We declare no competing interests.

Figures

Figure 1
Figure 1. Schematic representation of hypothalamic thyroid hormone signalling during inflammation
Inflammation activates the NFκB pathway in tanycytes, specialised cells lining the third ventricle. Tanycytes express D2, the main T3 producing enzyme in the brain, the promoter of which contains NFκB responsive elements. Binding of NFκB increases D2 expression and activity, and this stimulates the conversion of T4 into T3. T3 will enter adjacent neurons and bind to neuronal TRβ thereby regulating transcriptional activity of TRH. T3=tri-iodothyronine. TRβ=thyroid hormone receptor β. TRH=thyrotropin-releasing hormone. NFκB=nuclear factor kappa-light-chain-enhancer of activated B cells. D2=deiodinase type 2. T4=thyroxine.
Figure 2
Figure 2. Schematic representation of cellular thyroid hormone metabolism
Cellular entry of thyroid hormones is necessary for intracellular conversion and for T3 to exerts its actions in the nucleus. Two categories of thyroid hormone transporters have been noted: the organic anion transporters and the aminoacid transporters.,– Once transported into the cell, thyroid hormones (T4 and T3) can be metabolised by outer or inner ring deiodination through the iodothyronine deiodinases.

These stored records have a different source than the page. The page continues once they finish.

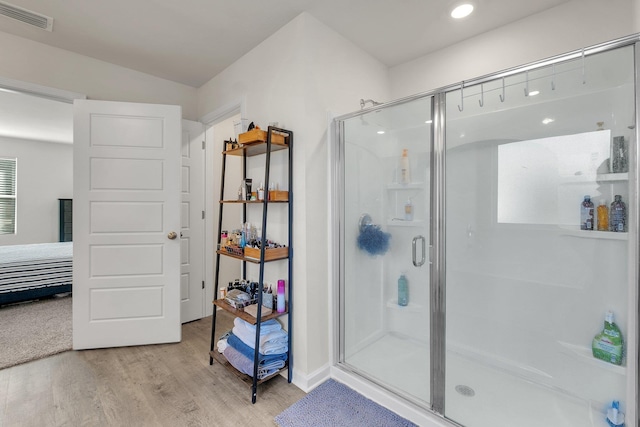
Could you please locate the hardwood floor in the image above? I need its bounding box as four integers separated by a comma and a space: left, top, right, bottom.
0, 312, 305, 427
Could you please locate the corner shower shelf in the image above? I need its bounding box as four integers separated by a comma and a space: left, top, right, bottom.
387, 299, 424, 312
558, 341, 627, 375
561, 172, 629, 184
387, 182, 424, 191
387, 219, 424, 227
558, 225, 629, 240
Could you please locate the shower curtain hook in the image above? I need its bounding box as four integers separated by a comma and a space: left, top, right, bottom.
582, 48, 587, 84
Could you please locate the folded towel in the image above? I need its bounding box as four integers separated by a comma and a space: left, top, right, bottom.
233, 317, 282, 335
227, 334, 287, 366
223, 346, 284, 380
233, 326, 289, 354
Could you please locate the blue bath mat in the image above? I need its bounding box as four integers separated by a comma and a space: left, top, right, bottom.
276, 380, 417, 427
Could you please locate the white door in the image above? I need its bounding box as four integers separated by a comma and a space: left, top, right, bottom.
180, 120, 205, 323
73, 100, 181, 349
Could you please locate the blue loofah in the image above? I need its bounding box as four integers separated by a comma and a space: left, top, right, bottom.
358, 225, 391, 255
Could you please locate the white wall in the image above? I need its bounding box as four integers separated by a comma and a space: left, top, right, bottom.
0, 137, 73, 245
0, 32, 197, 120
389, 0, 640, 99
198, 13, 389, 388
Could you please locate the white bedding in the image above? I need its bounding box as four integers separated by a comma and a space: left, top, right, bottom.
0, 242, 73, 296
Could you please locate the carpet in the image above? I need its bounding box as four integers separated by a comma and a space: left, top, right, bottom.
275, 380, 417, 427
0, 296, 73, 369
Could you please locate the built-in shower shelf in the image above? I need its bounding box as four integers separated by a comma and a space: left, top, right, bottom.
387, 182, 424, 191
387, 299, 424, 313
562, 172, 629, 184
558, 225, 629, 240
387, 219, 424, 227
558, 341, 627, 375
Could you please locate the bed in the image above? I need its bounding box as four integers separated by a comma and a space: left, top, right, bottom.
0, 242, 73, 305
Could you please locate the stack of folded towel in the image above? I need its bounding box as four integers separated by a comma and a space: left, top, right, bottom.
218, 317, 289, 379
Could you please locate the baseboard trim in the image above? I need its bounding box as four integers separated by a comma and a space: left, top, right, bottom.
292, 364, 331, 393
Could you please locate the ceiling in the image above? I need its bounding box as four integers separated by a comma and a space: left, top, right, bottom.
0, 0, 568, 88
0, 0, 569, 143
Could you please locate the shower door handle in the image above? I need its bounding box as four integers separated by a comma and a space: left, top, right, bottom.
411, 236, 427, 267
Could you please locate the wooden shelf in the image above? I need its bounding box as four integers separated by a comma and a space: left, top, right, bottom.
213, 299, 289, 325
216, 249, 289, 264
209, 350, 289, 387
220, 200, 289, 205
223, 139, 289, 157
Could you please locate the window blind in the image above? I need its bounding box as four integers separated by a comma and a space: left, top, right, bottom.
0, 158, 17, 234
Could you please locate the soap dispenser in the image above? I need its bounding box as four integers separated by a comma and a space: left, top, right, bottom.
398, 274, 409, 307
404, 197, 413, 221
592, 311, 624, 365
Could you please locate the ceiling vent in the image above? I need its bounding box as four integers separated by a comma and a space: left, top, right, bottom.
0, 1, 53, 31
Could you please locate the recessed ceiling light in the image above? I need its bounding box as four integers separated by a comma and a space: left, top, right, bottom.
451, 3, 473, 19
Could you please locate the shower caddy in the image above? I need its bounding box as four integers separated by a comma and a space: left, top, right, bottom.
209, 126, 293, 403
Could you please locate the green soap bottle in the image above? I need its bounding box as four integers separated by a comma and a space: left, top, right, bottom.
592, 311, 624, 365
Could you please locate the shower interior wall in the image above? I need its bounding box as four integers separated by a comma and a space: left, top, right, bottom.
344, 40, 637, 425
447, 47, 635, 411
344, 99, 430, 358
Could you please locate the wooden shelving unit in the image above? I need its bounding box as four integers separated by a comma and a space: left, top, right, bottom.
209, 126, 293, 403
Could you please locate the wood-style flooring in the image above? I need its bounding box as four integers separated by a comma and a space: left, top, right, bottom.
0, 311, 305, 427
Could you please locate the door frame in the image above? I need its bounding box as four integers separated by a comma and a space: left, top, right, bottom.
198, 97, 247, 316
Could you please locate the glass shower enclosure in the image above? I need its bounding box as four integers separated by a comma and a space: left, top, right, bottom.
334, 37, 638, 427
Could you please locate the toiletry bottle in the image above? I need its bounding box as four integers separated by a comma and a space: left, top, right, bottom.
609, 194, 627, 232
591, 311, 624, 365
400, 148, 411, 184
597, 199, 609, 231
404, 198, 413, 221
258, 182, 264, 200
580, 196, 593, 230
398, 274, 409, 307
607, 400, 624, 427
277, 280, 284, 313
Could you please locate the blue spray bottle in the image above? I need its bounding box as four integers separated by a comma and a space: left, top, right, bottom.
398, 274, 409, 307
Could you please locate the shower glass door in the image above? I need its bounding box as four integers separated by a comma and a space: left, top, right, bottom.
340, 97, 431, 407
444, 46, 638, 427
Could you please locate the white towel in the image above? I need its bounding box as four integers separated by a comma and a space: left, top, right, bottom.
233, 325, 289, 355
233, 317, 282, 335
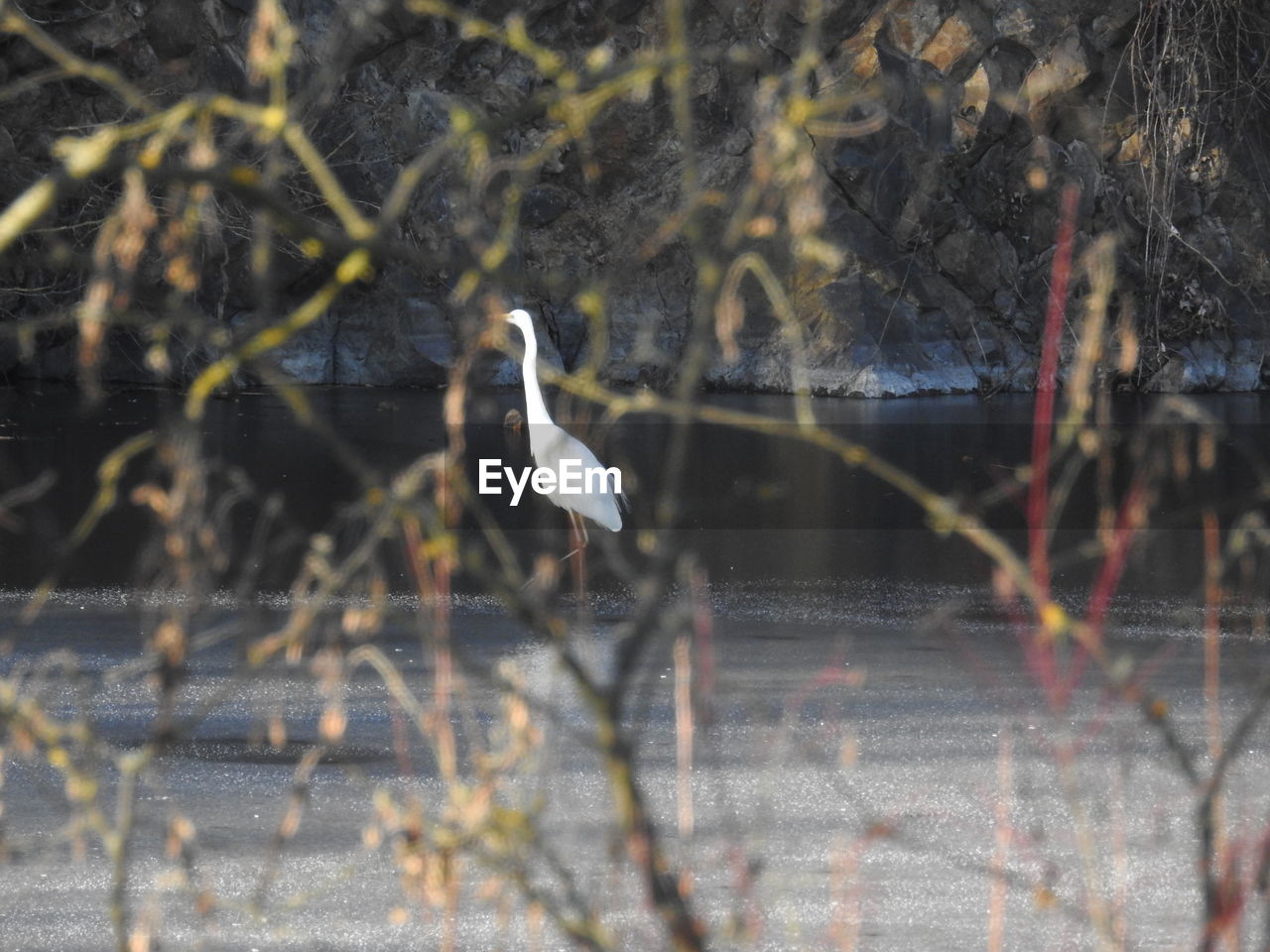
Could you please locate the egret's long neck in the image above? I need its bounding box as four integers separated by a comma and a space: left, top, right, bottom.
521, 330, 552, 425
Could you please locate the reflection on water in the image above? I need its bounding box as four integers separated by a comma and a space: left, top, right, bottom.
0, 389, 1267, 590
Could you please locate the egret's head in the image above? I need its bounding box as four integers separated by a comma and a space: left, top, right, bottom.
507, 307, 534, 340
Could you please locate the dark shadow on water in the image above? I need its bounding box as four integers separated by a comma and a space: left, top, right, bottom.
0, 387, 1270, 591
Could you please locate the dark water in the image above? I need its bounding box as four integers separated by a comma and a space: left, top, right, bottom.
0, 389, 1270, 593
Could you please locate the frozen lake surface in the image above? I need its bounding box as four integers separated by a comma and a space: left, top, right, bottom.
0, 391, 1270, 952
0, 583, 1270, 951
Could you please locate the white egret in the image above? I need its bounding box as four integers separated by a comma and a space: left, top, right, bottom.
507, 308, 625, 558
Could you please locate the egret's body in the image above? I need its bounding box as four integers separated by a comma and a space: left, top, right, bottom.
507, 309, 622, 540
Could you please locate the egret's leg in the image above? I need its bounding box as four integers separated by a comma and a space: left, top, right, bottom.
566, 511, 589, 599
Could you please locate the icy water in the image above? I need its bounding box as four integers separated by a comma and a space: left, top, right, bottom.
0, 391, 1270, 952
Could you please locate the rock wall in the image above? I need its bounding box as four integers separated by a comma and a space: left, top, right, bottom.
0, 0, 1270, 396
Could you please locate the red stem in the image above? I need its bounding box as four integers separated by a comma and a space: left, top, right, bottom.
1028, 185, 1080, 599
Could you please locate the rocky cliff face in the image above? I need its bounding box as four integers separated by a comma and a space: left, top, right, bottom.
0, 0, 1270, 396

These enzymes belong to a selenocysteine containing enzyme family and comprise three types; type 1 (D1), 2 (D2), and type 3 (D3). D1 is able to deiodinate the inner ring and outer rings of T4 as well as the outer ring of rT3. D1 is expressed in the liver, kidney, thyroid, and pituitary and localised in the plasma membrane., D2 is localised in the endoplasmic reticulum and deiodinates T4 into the biologically active T3. D2 is the main enzyme involved in the production of tissue T3 and therefore heavily involved in local thyroid hormone metabolism., D3 is localised in the plasma membrane and can be viewed as the major thyroid hormone inactivating enzyme, as it catalyses inner-ring deiodination of both T4 and T3, exclusively resulting in the production of biologically inactive rT3 and rT2, respectively. The balance between D2 and D3 determines the availability of cellular T3, which enters the nucleus and binds to the nuclear receptor complex (RXR and TR). T3 exerts its nuclear actions via the RXR and TR complex that binds to thyroid hormone response elements in target genes. TR complex regulates transcriptional activity of T3-target genes. TR=thyroid hormone receptor. T3=tri-iodothyronine. T4=thyroxine. rT3=reverse T3. rT4=reverse T4. RXR=retinoid-X receptor. TRE=thyroid hormone response elements.
Figure 3
Figure 3. Simplified overview of various reported differential effects of NTIS on deiodinase activities in various tissues
Deiodinase effects probably induce interorgan differences in T3 bioavailability in the presence of similarly decreased plasma concentrations of T3. T3=tri-iodothyronine. D1=deiodinase type 1. D2=deiodinase type 2. D3=deiodinase type 3.
Figure 4
Figure 4. Schematic representation of the effect of parenteral nutrition during NTIS
Critical illness-induced NTIS is characterised by low circulating T3 and raised concentration of rT3. Low hypothalamic TRH mRNA expression, low circulating TSH, and low T4 are also reported during NTIS. When early, full parenteral support is used to resolve the caloric deficit, the peripheral changes in the thyroid axis partly normalise, but its central suppression does not. Solid arrows represent direction of change in concentration or activity. = represents normalisation of concentrations. NTIS=non-thyroidal illness syndrome. TRH=thyrotropin-releasing hormone. TSH=thyroid-stimulating hormone. T4=thyroxine. T3=tri-iodothyronine. rT3=reverse T3.
Figure 5
Figure 5. Schematic representation of the various changes during critical illness
The scheme is based on both experimental investigations and studies with people. The net result of altered tissue thyroid hormone metabolism could be beneficial or maladaptive, dependent on disease duration and severity. TH=thyroid hormone. T3=tri-iodothyronine. Solid lines represent a causal association. Dashed lines represent a probable effect.